Clin Cancer Res. 2021 Feb 05. pii: clincanres.4699.2020. [Epub ahead of print]
Paolo Manca,
Salvatore Corallo,
Adele Busico,
Sara Lonardi,
Francesca Corti,
Carlotta Antoniotti,
Letizia Procaccio,
Matteo Clavarezza,
Valeria Smiroldo,
Gianluca Tomasello,
Roberto Murialdo,
Andrea Sartore-Bianchi,
Patrizia Racca,
Filippo Pagani,
Giovanni Randon,
Antonia Martinetti,
Elisa Sottotetti,
Federica Palermo,
Federica Perrone,
Elena Tamborini,
Michele Prisciandaro,
Alessandra Raimondi,
Maria Di Bartolomeo,
Federica Morano,
Filippo Pietrantonio.
BACKGROUND: The routine use of liquid biopsy is not recommended for the choice of initial treatment of patients with metastatic colorectal cancer (mCRC).
EXPERIMENTAL DESIGN: We included patients with left-sided, RAS/BRAF wild-type, HER2-negative and microsatellite stable mCRC, treated with upfront FOLFOX-panitumumab in the Valentino study. We performed amplicon-based genomic profiling of 14 genes in baseline plasma samples and compared these data with tumor tissue ultra-deep sequencing results. Specific gene mutations in ctDNA and their clonality were associated with PFS, OS and radiological dynamics.

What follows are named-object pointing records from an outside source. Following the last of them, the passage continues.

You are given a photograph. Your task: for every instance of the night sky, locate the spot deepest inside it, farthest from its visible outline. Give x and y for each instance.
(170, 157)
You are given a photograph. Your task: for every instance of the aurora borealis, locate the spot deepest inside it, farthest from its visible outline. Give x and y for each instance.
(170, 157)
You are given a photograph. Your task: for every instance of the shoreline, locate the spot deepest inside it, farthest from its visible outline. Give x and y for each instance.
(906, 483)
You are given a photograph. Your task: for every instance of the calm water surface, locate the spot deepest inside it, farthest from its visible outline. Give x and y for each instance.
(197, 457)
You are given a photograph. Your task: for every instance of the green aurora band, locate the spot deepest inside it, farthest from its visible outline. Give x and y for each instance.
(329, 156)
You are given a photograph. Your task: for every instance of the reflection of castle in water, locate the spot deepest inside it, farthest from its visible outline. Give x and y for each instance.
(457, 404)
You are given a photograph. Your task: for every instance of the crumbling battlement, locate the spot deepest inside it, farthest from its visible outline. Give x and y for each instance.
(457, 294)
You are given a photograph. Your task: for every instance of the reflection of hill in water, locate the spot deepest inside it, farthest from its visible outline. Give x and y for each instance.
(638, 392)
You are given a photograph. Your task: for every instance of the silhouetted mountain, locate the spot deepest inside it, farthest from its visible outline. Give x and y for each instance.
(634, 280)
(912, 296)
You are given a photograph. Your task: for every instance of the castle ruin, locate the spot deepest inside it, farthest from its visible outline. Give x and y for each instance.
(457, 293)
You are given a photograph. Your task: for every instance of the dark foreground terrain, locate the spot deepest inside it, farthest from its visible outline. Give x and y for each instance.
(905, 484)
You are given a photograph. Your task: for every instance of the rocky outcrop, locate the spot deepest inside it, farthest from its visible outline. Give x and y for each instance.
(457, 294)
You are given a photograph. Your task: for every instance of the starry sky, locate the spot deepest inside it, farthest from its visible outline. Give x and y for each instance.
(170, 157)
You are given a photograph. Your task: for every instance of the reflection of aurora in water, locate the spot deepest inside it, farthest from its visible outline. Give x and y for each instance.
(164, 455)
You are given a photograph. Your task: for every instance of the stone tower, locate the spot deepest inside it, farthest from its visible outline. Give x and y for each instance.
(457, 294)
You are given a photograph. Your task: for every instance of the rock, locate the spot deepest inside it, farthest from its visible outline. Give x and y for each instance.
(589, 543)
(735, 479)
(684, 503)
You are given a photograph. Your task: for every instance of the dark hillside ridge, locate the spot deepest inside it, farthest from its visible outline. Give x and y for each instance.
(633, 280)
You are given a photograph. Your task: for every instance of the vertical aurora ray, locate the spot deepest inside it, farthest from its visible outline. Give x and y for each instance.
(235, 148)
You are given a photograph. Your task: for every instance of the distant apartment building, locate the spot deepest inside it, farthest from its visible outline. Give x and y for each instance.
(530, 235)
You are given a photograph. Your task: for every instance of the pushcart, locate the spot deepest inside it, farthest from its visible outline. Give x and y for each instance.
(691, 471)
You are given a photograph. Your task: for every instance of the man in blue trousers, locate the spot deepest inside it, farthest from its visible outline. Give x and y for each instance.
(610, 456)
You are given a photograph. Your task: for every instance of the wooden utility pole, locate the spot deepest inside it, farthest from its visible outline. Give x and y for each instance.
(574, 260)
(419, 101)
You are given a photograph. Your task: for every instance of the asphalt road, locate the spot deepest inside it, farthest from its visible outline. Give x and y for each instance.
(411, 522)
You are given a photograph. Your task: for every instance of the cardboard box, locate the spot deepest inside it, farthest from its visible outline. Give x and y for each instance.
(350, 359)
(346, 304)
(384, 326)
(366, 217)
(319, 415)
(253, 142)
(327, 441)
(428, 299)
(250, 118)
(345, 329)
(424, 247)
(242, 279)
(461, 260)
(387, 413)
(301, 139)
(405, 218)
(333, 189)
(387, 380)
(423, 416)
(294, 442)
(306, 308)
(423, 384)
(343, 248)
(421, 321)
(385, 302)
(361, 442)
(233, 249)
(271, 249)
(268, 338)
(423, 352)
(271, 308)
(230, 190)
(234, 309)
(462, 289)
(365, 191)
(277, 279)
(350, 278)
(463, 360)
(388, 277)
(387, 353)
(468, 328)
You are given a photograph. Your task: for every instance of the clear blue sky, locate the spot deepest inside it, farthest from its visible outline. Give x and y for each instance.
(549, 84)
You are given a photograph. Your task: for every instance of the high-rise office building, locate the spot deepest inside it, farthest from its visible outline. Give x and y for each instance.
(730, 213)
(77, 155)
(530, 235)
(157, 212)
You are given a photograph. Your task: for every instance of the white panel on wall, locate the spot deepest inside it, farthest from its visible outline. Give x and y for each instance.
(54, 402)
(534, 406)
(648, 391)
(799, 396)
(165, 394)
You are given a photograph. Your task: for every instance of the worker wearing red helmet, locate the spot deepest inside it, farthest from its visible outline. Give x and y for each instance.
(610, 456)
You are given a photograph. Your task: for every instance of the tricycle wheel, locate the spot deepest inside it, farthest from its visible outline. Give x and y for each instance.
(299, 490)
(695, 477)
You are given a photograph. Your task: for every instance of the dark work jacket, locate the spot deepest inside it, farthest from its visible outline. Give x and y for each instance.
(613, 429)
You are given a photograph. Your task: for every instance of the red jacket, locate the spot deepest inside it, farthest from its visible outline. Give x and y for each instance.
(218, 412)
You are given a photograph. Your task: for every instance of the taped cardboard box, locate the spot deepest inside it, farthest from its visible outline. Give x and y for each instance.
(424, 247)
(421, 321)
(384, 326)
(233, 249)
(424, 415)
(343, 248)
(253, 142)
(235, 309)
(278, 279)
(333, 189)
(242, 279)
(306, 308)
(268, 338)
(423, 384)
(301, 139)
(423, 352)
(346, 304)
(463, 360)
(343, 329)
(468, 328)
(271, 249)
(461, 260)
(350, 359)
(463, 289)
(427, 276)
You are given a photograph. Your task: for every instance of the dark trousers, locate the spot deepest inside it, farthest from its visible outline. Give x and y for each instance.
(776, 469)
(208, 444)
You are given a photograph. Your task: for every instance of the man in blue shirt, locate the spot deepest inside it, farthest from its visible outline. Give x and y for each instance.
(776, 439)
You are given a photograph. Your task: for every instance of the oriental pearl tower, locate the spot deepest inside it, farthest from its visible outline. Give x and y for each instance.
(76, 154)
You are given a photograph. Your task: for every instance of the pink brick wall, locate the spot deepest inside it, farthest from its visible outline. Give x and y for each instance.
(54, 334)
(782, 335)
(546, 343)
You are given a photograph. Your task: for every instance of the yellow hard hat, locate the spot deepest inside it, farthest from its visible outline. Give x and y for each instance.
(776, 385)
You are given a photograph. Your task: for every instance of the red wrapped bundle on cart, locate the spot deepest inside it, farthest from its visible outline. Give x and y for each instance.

RESULTS: Ten and 15 out of 120 patients had a mutation of RAS and PIK3CA in ctDNA, with a positive concordance with tissue deep-sequencing of only 31.3% and 47.1%, respectively. Presence of RAS or PIK3CA mutations in baseline ctDNA was associated with worse median PFS (8.0 vs. 12.8 months; HR=2.49, 95%CI: 1.28-4.81, p=0.007; 8.5 vs 12.9 months; HR=2.86, 95%CI: 1.63-5.04, p<0.001) and median OS (17.1 vs. 36.5 months; HR=2.26, 95%CI: 1.03-4.96, p=0.042; 21.1 vs 38.9 months; HR=2.18, 95%CI: 1.16-4.07, p=0.015). RAS mutations in ctDNA were associated with worse RECIST response, early tumor shrinkage and depth of response, while PIK3CA mutations were not. Patients with higher levels of RAS/PIK3CA variant allele fraction (VAF) in ctDNA had the worst outcomes (VAF {greater than or equal to}5% vs all-wild-type: median PFS: 7.7 vs 13.1 months, HR: 4.02, 95%CI: 2.03-7.95, p<0.001; median OS: 18.8 vs 38.9 months, HR: 4.07, 95%CI: 2.04-8.12, p<0.001).
CONCLUSION: Baseline ctDNA profiling may add value to tumor tissue testing to refine the molecular hyperselection of mCRC patients for upfront anti-EGFR-based strategies.